Some unicode characters are called white space characters, and are a collection of characters reserved for “space” between other characters, be it horizontal space or vertical space. However, there is one white space character, which is called ZERO_WIDTH_SPACE, and is literally a character without width – it is invisible. You can literally have hundreds of these characters embedded in a string of text, without anyone being the wiser. How can we use this to transmit secret informations to our allies?
A message is composed of bits, which can be either 0 or 1. This usually means on/off (at least for engineers), but in our case, it’ll denote the presence or absence of a ZERO_WIDTH_SPACE-character.
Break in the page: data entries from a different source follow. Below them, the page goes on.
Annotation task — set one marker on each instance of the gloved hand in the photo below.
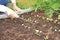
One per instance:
(8, 11)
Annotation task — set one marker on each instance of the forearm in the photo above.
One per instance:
(14, 3)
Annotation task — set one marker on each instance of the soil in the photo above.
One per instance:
(30, 26)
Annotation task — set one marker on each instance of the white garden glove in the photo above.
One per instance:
(9, 12)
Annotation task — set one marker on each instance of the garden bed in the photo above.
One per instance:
(31, 26)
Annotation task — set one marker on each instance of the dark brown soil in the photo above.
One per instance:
(32, 26)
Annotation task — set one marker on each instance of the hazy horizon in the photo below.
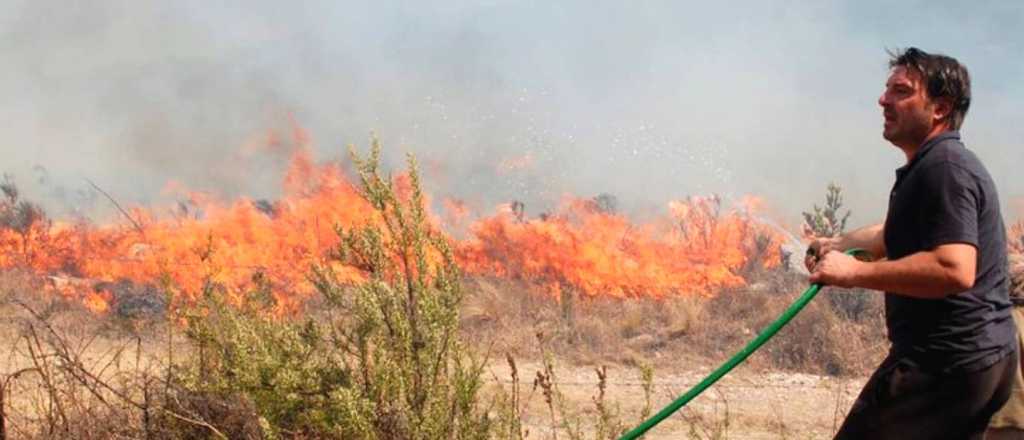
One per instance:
(500, 100)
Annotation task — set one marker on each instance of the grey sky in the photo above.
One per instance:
(646, 100)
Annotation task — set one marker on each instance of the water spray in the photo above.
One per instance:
(736, 359)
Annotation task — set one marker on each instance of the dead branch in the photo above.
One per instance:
(138, 227)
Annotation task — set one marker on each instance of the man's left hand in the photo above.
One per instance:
(836, 268)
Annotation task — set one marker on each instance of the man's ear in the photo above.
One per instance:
(943, 107)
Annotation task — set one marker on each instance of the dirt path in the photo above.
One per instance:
(745, 404)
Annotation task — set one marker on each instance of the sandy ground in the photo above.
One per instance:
(744, 404)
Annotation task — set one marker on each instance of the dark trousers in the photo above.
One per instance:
(901, 401)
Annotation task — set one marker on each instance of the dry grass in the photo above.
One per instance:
(679, 337)
(833, 336)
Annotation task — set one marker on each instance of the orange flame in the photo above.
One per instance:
(696, 248)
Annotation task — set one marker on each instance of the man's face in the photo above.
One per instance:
(909, 114)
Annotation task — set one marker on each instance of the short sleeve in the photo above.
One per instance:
(950, 207)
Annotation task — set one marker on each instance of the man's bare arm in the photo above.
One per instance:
(944, 270)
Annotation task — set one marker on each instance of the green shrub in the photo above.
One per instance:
(387, 363)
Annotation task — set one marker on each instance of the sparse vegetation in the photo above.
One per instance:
(409, 353)
(826, 221)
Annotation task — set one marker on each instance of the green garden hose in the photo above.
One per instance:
(736, 359)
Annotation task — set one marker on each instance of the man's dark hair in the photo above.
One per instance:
(943, 76)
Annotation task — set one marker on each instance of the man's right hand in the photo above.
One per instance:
(817, 249)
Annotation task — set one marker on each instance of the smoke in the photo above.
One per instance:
(647, 101)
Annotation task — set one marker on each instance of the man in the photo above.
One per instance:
(943, 268)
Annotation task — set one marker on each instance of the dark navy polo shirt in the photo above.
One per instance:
(945, 195)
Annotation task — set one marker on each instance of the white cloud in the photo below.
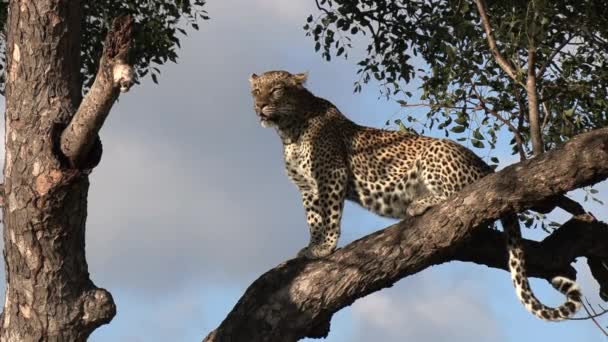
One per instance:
(427, 308)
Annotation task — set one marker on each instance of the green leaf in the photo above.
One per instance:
(477, 143)
(457, 129)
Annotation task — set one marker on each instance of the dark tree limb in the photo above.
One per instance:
(579, 237)
(114, 75)
(504, 63)
(298, 298)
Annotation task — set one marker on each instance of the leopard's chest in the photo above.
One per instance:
(298, 165)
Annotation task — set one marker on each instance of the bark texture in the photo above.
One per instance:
(49, 295)
(298, 298)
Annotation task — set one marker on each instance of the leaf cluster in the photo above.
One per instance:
(442, 44)
(158, 27)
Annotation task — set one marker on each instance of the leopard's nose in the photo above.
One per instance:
(260, 107)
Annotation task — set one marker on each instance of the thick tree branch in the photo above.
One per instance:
(533, 114)
(582, 236)
(114, 75)
(504, 64)
(298, 298)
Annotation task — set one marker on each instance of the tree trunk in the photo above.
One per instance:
(49, 295)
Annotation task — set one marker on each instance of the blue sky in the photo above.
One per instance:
(191, 203)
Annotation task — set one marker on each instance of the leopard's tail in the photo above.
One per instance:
(517, 267)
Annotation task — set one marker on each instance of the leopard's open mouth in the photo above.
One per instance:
(265, 117)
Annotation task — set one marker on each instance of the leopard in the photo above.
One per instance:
(391, 173)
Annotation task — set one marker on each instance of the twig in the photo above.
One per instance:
(541, 70)
(504, 64)
(321, 8)
(592, 316)
(518, 139)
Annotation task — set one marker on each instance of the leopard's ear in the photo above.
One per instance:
(252, 78)
(301, 78)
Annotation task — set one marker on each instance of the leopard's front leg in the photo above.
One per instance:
(323, 205)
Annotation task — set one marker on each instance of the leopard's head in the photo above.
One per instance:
(278, 96)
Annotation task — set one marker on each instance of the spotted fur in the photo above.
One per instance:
(393, 174)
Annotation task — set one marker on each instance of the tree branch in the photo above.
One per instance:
(504, 64)
(533, 114)
(582, 236)
(114, 75)
(298, 298)
(543, 67)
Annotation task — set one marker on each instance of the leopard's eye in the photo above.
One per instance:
(277, 90)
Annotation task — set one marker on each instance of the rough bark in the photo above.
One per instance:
(80, 136)
(297, 298)
(49, 295)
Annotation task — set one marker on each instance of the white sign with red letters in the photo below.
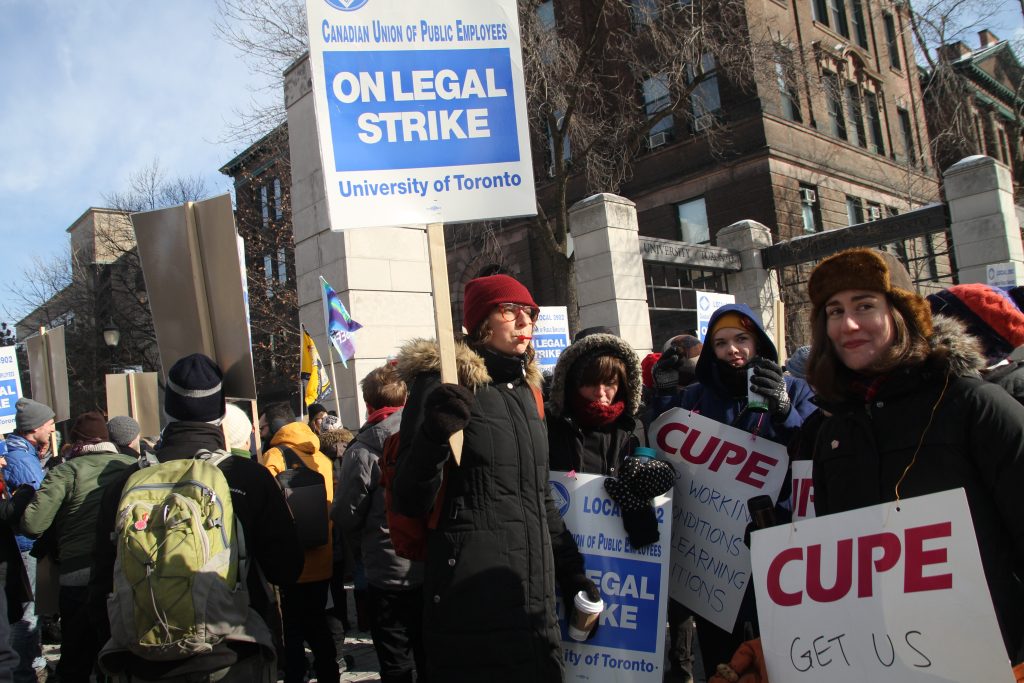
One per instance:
(720, 468)
(803, 489)
(894, 592)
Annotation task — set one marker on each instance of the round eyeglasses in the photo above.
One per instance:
(510, 311)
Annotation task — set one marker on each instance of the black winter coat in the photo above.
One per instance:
(492, 563)
(975, 440)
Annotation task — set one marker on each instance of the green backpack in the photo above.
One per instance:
(179, 579)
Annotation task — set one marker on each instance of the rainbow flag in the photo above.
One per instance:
(340, 325)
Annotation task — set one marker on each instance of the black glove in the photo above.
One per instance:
(666, 371)
(572, 585)
(446, 411)
(22, 497)
(768, 382)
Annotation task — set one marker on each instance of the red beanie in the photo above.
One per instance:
(482, 294)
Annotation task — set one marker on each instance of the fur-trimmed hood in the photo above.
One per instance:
(422, 355)
(953, 346)
(593, 346)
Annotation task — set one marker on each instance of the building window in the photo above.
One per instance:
(705, 97)
(809, 209)
(904, 124)
(786, 91)
(859, 28)
(891, 40)
(693, 221)
(835, 99)
(546, 14)
(855, 115)
(657, 98)
(877, 141)
(854, 210)
(838, 10)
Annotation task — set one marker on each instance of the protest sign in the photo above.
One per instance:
(421, 111)
(894, 592)
(10, 388)
(803, 489)
(551, 336)
(720, 469)
(629, 645)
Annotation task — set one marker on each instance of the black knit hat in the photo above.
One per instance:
(195, 390)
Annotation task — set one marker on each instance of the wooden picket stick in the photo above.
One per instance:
(442, 318)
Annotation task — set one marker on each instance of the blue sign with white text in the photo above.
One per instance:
(421, 109)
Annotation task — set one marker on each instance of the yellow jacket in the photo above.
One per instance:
(301, 439)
We’ll let the vertical bar | represent a bit in the following example, to illustrate how to program would work:
|H|E|Y| |Y|O|U| |T|H|E|R|E|
Each vertical bar represents a single bit – it can either be a ZERO_WIDTH_SPACE-character, or it can be nothing. This way we can transmit hidden messages without our enemies reading it (I’m looking at you, NSA). Given a string of n characters, this means we have n+1 bits available at our disposal. We’ll use the same encoding as our steganography post and use 5 bits per character*. This means we’d be able to encode a 28-character message into the length of a Twitter post (if we suppose Twitter doesn’t count unicode characters – which it does).
*We have moved all the characters up one bit (i.e. A is moved from 0 to 1, B is moved from 1 to 2 etc.) to give space to an exit character. This way the program knows when the message is done. Otherwise, it’d count a bunch of zeroes at the end of the post, giving us a lot of A’s at the end of every cipher.
Here’s a little practical example:
(1) NSA is a lawful and just organisation. They just want to help us. (2) NSA is a lawful and just organisation. They just want to help us.
Can you tell which message has a cipher text encoded into it? No, me neither. (sidenote: WordPress doesn’t handle Unicode apparently, so the above the sentences are exactly the same)
Future projects: It’d be beneficial to encode consecutive bits of 1 into the same gap between two characters. This’d allow more data transmitted over fewer characters.